Britons still in love with bricks and mortar, says CML
The CML has asked the same questions about home-ownership aspirations periodically since 1975. Last time the survey was undertaken, in 2007, the proportion who expected to be home-owners in ten years’ time was 84%.
Over the short term, the desire for home-ownership has dipped with 76% of those surveyed seeing home-ownership as their ideal tenure in two years’ time – down from 78% last time the survey was undertaken in 2007.
Adults aged 18-to-24 skewed the two-year numbers with just 42% hoping to invest in bricks and mortar by 2012, though the same age group had the highest ten-year home-ownership aspirations at 88%.

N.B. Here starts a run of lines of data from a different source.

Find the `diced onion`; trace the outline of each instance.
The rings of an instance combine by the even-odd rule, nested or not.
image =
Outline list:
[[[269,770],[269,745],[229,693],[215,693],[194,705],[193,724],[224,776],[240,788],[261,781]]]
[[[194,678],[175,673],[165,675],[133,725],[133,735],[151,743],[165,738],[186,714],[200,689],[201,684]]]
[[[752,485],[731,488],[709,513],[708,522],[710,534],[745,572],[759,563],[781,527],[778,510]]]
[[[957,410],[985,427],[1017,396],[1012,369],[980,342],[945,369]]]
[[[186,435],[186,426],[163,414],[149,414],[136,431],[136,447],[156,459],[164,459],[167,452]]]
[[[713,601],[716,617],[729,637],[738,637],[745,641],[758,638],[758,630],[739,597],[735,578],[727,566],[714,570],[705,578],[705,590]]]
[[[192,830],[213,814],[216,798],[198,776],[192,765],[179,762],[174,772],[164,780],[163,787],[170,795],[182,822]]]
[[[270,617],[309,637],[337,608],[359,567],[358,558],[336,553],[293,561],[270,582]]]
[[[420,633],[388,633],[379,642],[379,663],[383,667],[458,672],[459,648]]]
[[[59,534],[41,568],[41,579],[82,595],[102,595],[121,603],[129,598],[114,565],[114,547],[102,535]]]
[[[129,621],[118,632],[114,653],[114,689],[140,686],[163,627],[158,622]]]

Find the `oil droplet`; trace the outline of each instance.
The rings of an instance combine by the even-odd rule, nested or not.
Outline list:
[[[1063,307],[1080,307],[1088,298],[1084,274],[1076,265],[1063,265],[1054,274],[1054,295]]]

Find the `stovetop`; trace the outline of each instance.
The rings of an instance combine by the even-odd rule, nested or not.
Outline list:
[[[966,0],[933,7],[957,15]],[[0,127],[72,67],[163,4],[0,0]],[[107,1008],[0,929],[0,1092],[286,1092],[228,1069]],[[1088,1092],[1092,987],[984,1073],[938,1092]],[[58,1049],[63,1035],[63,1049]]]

The CML said it is highly likely that this reflects younger people’s lifestyle choices, favouring more flexibility and mobility in the short term, as well as a realistic assessment of the difficulty of entering the housing market under current affordability conditions.
Michael Coogan, CML director general, said: “It is crystal clear that most people see home-ownership as their tenure of choice over the long term.
“But the unintended consequence of regulatory change is that it is going to be permanently tougher for people – especially young people – to fulfil that aspiration in the future, even if they are responsible with their finances.
“Home-ownership levels are already falling, and they will continue to fall. Is that the outcome that policymakers want?
“It is certainly not what consumers want, but it’s what they’re likely to end up with. We urge politicians and regulators to pause and think again about the cumulative effects of their well-intentioned but poorly targeted package of regulatory changes.”